La normopathie est une pathologie de la norme, où le sujet cherche à dissoudre sa propre subjectivité dans ce qui est tenu comme « normal » par le discours dominant. Le normopathe n’a pas d’autre identité que sa conformité, il est usiné au point de n’être rien d’autre que la norme, derrière elle : il n’y a rien. Autrement dit, il n’est plus un sujet, mais un objet, déshumanisé, et il paraît tout aussi malléable que l’est la norme.

Ce concept psychanalytique n’est pas sans lien avec le concept de « banalité du mal » de Hannah Arendt, c’est-à-dire que le normopathe ne juge pas du bien et du mal ou des conséquences de ses actes, il n’en a pas conscience, il exécute, il se conforme, il répète, c’est tout.

Normopathie et visibilité de la marge

Le normopathe est l’individu idéal du capitalisme moderne. Il est infiniment instrumentalisable. Il ne fait ni la différence entre le bien et le mal, ni la différence entre le vrai et le faux, il suspend son jugement au profit de la norme. Il est donc absolument soumis à la production hystérique de réel. Peu importe que le sens des mots soit falsifié dans la circularité des discours mass-médiatiques, la loi radicale du capital est faite d’équivalences et d’échanges ainsi la vérité, le réel, la vie peuvent bien s’effacer derrière leurs simulacres. Le normopathe n’y verra que du feu, après tout, il est un simulacre de sujet.

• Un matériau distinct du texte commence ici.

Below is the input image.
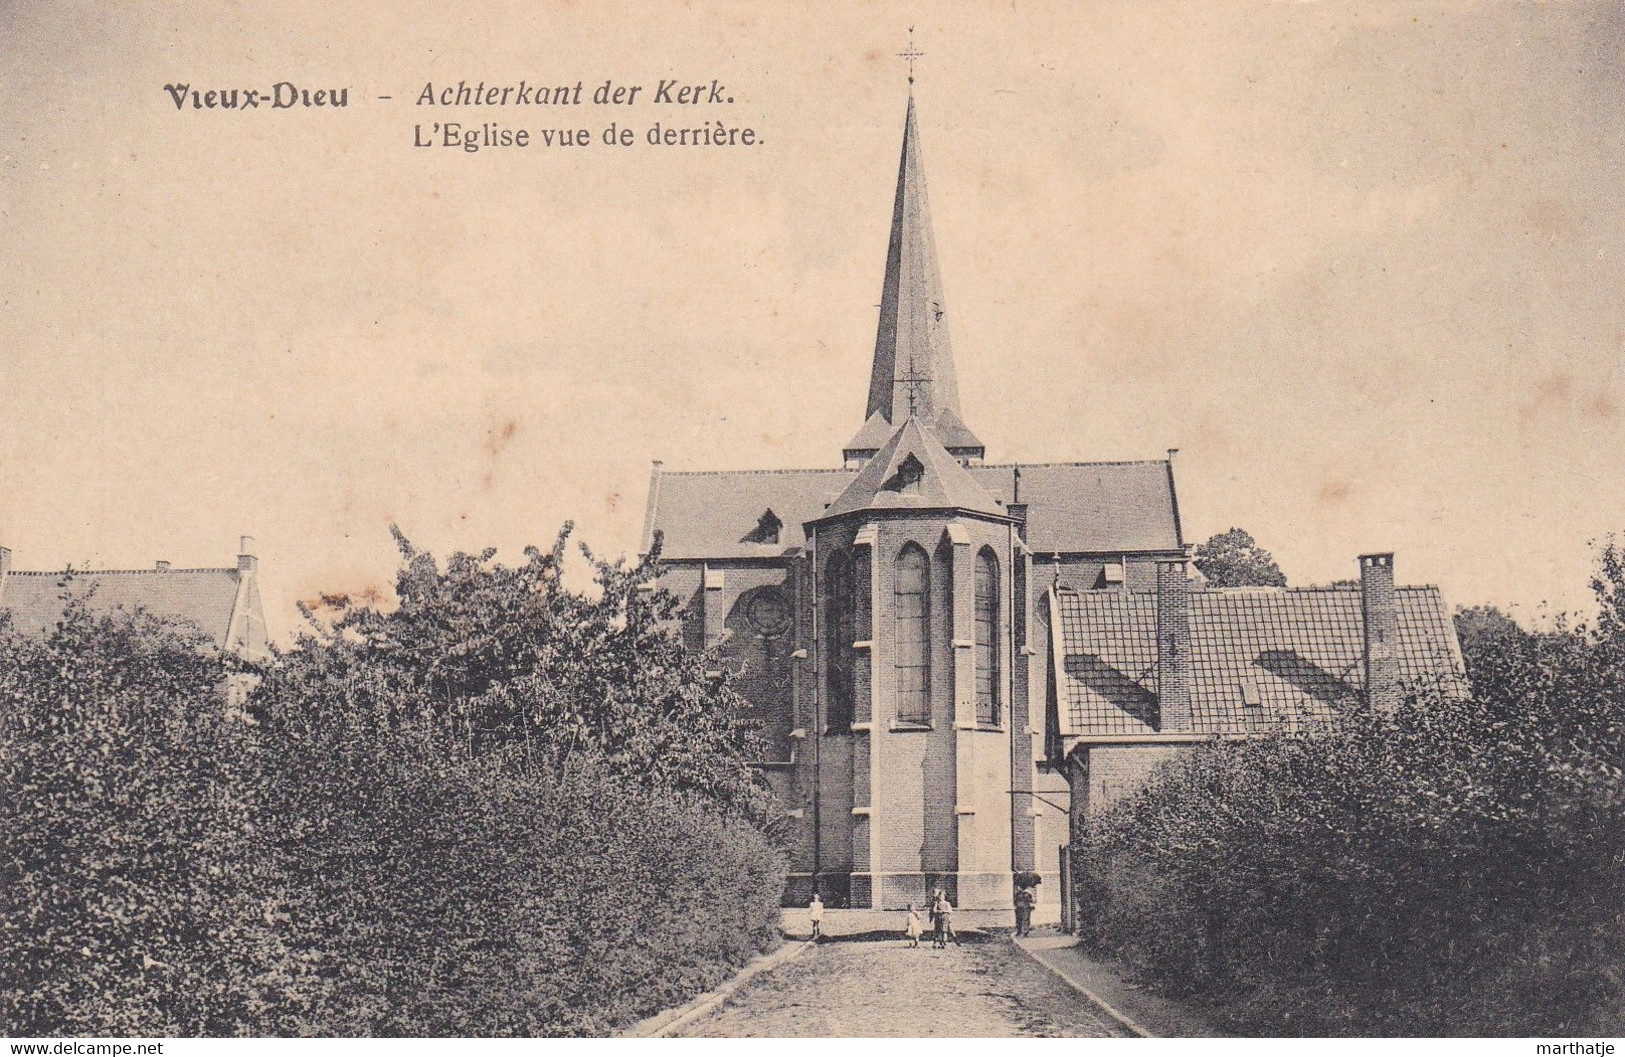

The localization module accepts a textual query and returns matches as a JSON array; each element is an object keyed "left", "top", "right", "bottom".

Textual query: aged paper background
[{"left": 2, "top": 0, "right": 1621, "bottom": 641}]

La répression elle-même ne s’opère plus comme une répression réelle : elle n’est que le théâtre de la répression. Comment comprendre l’arbitraire de la répression policière sur les manifestations, sinon comme une simple tactique de dissuasion ? Ainsi, ce n’est pas tant les victimes des arrestations arbitraires qui sont les victimes réelles de la répression policière que l’ensemble des citoyens et des citoyennes qui sont les victimes de la répression politico-judiciaire. L’objectif étant de persuader la population qu’elle doit être réprimée ; qu’il lui faut abandonner une partie de sa liberté d’expression et d’association afin qu’elle soit régulée ; qu’elle doit se soumettre, totalement et entièrement, au pouvoir qu’elle délègue par son vote au quatre ans ; que la vie démocratique doit être confinée à l’urne sans quoi le danger du désordre et du chaos la guette.

Tout un système de signes est mis en place dans les médias de masse pour que la simulation atteigne son comble. On crée le méchant individu masqué, le fauteur de trouble au visage couvert, puis on le prend en photo histoire de montrer qu’il existe, on l’étale à la télévision dans un nuage de gaz lacrymogène pour justifier les interventions policières. Les forces de l’ordre sont toujours « obligées » d’intervenir ; elles n’arrêtent pas des individus, elles les interpellent ; mais ces héros modernes ne sont que des prétextes comme les médias de masse qui les fabriquent. Le contrôle se veut plus large, au-delà même du système de signes qu’ils créent. Car il s’agit de toujours normaliser les comportements, de restreindre les droits, de faire accepter des lois injustes — comme l’interdiction de manifester masqué ou les règlements municipaux qui restreignent la possibilité d’opposer une voix citoyenne discordante de celle du pouvoir — dans le confort et l’indifférence.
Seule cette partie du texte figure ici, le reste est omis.